Attend to anticoagulation
Optimizing use of anticoagulants in atrial fibrillation is a major focus of the ACP Foundation's initiative. “If you look at what's occurring out there, the appropriate use of blood thinners is not where it needs to be,” said Dr. Schneider. “There was an underappreciation of how much the patient in front of you is actually at risk. If you underestimate the stroke risk and you overestimate the bleeding risk and you're worrying about the medications you have at your disposal, then you are less likely to anticoagulate appropriately.”
Today, however, physicians have access to a number of new atrial fibrillation treatments, including dabigatran, rivaroxaban and possibly soon apixaban. “Hospitalists need to become familiar with each of these new anticoagulants,” said Dr. Jaffer.
The initiative aims to make this task easier; its offerings include a summary of current guidelines on use of the new drugs. To help with decision making about whether to give anticoagulants, the experts also created a decision support worksheet that addresses stroke, bleeding and fall risk.
Of course, simply prescribing an anticoagulant when it's needed is not sufficient. To ensure optimal results, good patient education and follow up are also required. “The decision to anticoagulate is always a big decision…and the patient has to accept it. The patient needs to have more information about the risk, and the physician more information about how to present this to the patient,” said Dr. Schuster.
To meet these needs, the initiative produced patient education materials, in written form and in videos starring Dr. Schneider. “[They are] for patients who are newly diagnosed, or are confused about the different modalities of therapy, or have questions about lifestyle,” Dr. Schneider said of the online videos.
Confusion and questions can also arise during the handoff of atrial fibrillation care from the hospital to outpatient practice.
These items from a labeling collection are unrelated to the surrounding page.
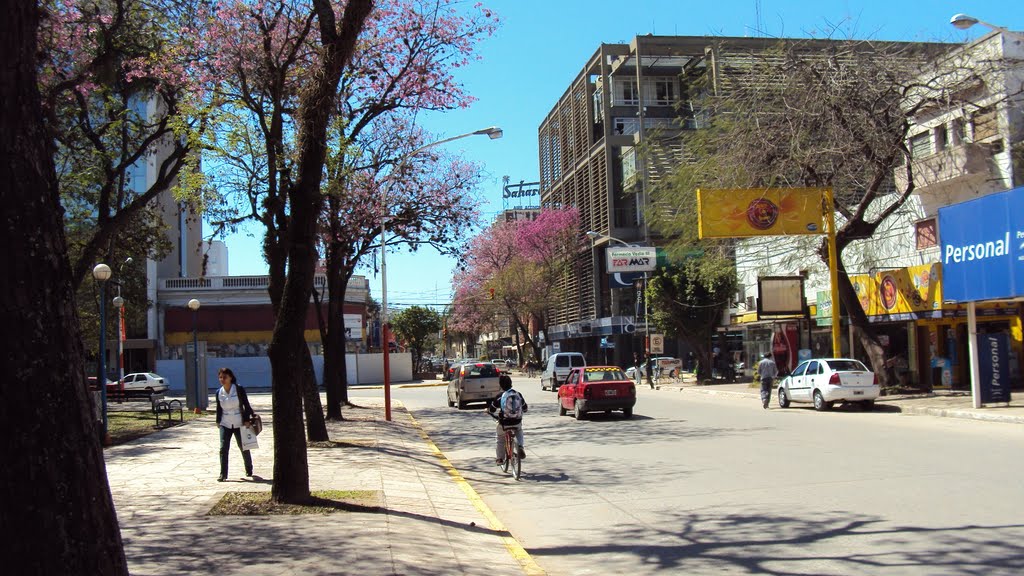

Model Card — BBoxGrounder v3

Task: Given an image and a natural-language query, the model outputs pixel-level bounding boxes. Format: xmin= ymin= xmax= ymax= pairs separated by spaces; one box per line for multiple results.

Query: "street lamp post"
xmin=114 ymin=257 xmax=132 ymax=402
xmin=949 ymin=14 xmax=1024 ymax=40
xmin=188 ymin=298 xmax=203 ymax=414
xmin=92 ymin=263 xmax=112 ymax=446
xmin=586 ymin=230 xmax=653 ymax=387
xmin=381 ymin=126 xmax=502 ymax=421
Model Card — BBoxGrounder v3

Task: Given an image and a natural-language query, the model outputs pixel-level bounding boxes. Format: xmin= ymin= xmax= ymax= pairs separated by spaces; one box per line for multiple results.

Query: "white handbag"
xmin=242 ymin=426 xmax=259 ymax=450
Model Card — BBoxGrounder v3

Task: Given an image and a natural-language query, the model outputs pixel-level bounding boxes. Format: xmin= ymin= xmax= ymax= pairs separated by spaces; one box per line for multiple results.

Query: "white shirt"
xmin=217 ymin=384 xmax=242 ymax=428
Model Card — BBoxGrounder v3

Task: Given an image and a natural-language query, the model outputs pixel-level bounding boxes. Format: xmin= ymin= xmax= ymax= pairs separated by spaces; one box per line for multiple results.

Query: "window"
xmin=935 ymin=124 xmax=949 ymax=152
xmin=971 ymin=107 xmax=999 ymax=142
xmin=910 ymin=132 xmax=932 ymax=158
xmin=614 ymin=80 xmax=640 ymax=106
xmin=654 ymin=79 xmax=676 ymax=106
xmin=913 ymin=218 xmax=939 ymax=250
xmin=949 ymin=118 xmax=965 ymax=146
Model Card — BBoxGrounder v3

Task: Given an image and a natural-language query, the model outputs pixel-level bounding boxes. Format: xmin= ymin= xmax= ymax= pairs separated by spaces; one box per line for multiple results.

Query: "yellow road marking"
xmin=406 ymin=410 xmax=547 ymax=576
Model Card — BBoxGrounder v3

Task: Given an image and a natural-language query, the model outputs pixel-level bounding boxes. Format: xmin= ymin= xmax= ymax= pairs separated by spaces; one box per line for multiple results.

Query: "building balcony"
xmin=157 ymin=274 xmax=370 ymax=305
xmin=894 ymin=143 xmax=992 ymax=192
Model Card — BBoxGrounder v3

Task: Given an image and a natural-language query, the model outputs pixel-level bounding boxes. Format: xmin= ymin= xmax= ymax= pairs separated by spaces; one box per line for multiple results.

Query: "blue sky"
xmin=218 ymin=0 xmax=1024 ymax=307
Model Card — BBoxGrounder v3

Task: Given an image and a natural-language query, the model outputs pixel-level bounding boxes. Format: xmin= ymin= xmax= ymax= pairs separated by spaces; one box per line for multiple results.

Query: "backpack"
xmin=502 ymin=389 xmax=522 ymax=420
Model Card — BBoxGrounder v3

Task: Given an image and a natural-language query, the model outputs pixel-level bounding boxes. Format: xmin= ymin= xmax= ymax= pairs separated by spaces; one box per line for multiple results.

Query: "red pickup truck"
xmin=558 ymin=366 xmax=637 ymax=420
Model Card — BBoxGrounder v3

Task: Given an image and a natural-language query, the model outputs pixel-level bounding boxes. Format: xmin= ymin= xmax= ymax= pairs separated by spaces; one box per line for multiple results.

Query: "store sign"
xmin=939 ymin=188 xmax=1024 ymax=301
xmin=697 ymin=188 xmax=825 ymax=238
xmin=978 ymin=334 xmax=1010 ymax=404
xmin=604 ymin=246 xmax=657 ymax=274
As for all discharged patients, the scheduling of a follow-up appointment is important, but for those newly placed on anticoagulants, follow-up blood testing is particularly crucial.
“Brokering of that agreement with the receiving office usually takes a phone call to say, ‘Yes, we will accept the responsibility for this blood work and clear documentation of that in discharge instructions to the patient, so he or she knows where to go for the blood work and who's responsible for it. The more clarity you can have around your process, the safer things will be,” said Dr. Schneider.
And safety, of course, is one of the many goals of the Foundation's initiative. “Ultimately, we'd like to see a decrease in stroke. We'd like to see a better informed public, more conversations between patients and their clinical caretakers, and more implementation by institutions of education about atrial fibrillation and stroke prevention,” said Dr. Schuster.